Frank William Boreham 1871-1959

Frank William Boreham 1871-1959
A photo F W Boreham took of himself in 1911

Thursday, May 25, 2006

Boreham and His Literary Models Part 13: Walter Scott

This posting is part of a series on F W Boreham and the authors who influenced his literary style. This article is about the influence of the author, Walter Scott (1771-1832):[1]

Poet and Historical Novelist
From the numerous editorials that Boreham wrote on Sir Walter Scott, his many references to Lockhart’s Life of Scott, which Boreham regarded as one of the “two greatest biographies in the language”[2] and his homage at Scott’s tomb one gets a sense of the respect that Boreham had for ‘the Waverley wizard’.[3]

Attracted to stories and storytelling from an early age,[4] Scott’s storytelling ability was enhanced by an “understanding of character and motive”[5] and “a strong feeling for the dignity of all human beings”.[6] He was a poet and the inventor of the true historical novel.

Captured Readers’ Attention
Always attentive to the effect writers had on their readers, Boreham believed that Scott’s hold on the people of Scotland was because he “captured the imagination more than all except perhaps Dickens”.[7] Thomas Carlyle wrote of him, “No fresher painting of Nature can be found than Scott’s.”[8] The popularity of Scott, according to Boreham was attributable to Scott’s “reverence for reality”.[9]

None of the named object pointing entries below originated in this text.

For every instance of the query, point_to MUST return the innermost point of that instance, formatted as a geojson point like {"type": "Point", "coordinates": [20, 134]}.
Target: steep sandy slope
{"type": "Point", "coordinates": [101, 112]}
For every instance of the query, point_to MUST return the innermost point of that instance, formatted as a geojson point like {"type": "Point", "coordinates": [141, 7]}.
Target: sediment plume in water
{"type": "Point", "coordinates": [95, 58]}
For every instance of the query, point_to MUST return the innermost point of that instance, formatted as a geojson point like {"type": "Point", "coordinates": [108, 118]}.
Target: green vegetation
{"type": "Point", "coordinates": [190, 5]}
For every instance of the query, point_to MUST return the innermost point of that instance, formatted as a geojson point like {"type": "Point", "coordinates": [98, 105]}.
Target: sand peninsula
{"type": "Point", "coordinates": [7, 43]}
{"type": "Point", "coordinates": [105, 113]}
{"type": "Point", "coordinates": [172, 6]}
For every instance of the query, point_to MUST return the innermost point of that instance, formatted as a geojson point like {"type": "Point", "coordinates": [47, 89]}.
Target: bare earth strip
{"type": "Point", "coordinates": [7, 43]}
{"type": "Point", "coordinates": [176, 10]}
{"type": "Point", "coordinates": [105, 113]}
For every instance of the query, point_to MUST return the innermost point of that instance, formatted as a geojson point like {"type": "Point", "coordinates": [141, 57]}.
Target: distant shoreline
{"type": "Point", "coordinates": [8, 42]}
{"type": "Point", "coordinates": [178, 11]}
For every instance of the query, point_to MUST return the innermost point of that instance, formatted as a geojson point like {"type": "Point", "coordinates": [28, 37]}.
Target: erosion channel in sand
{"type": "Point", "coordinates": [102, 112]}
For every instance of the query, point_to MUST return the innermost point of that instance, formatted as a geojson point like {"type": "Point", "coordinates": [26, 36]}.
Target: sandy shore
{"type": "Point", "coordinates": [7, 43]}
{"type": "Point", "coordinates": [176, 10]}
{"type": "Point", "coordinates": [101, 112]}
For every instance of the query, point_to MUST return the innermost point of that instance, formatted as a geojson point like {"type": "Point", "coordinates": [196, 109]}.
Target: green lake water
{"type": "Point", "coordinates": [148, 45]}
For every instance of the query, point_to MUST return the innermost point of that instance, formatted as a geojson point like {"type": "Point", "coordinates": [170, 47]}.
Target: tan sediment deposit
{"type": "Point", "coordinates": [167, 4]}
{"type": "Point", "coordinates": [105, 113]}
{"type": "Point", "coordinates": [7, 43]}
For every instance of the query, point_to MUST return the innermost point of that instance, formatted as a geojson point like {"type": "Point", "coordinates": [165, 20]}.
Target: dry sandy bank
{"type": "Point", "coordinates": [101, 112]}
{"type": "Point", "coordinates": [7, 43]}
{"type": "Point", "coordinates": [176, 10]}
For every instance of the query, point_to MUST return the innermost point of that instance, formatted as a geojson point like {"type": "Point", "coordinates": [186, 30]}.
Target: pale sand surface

Enamoured by Scott’s passion for antiquity, and the way (unlike Gibbon) Scott’s “history embraces the common man as well as kings and statesmen”,[10] Boreham believed that people’s fascination translated into a revival of the Scottish spirit as Scott was convinced “that the torpid and lethargic Present needed to be brought in contact with a splendid and stately Past”.[11]

Geoff Pound

Image: Walter Scott

[1] Sir Walter Scott was a Scottish writer best remembered for his poems (‘The lady of the lake’) and historical novels which included Waverley and The heart of Midlothian. More information on Walter Scott can be found in the Bloomsbury guide to English literature, 884-885.
[2] F W Boreham, Bunch of everlastings (London: The Epworth Press, 1920), 70.
[3] Boreham, When the swans fly high, 157.
[4] N T Phillipson, ‘Scott as story-teller: An essay in psychobiography’, Scott bicentenary essays: Selected papers read at the Sir Walter Scott bicentenary conference ed. Alan Bell, (Edinburgh: Scottish Academic Press, 1973), 95.
[5] Beattie, ‘Scott’, Scott bicentenary essays, 14.
[6] Johnson, ‘Scott and the corners of time’, Scott bicentenary essays, 24.
[7] Boreham, Mercury, 11 April 1925.
[8] Thomas Carlyle, ‘Sir Walter Scott’, Thomas Carlyle’s collected works vol. V. (London: Chapman & Hall, 1869), 271.
[9] Boreham, Mercury, 11 April 1925.
[10] Johnson, ‘Scott and the corners of time’, 35.
[11] Boreham, Age, 16 December 1950.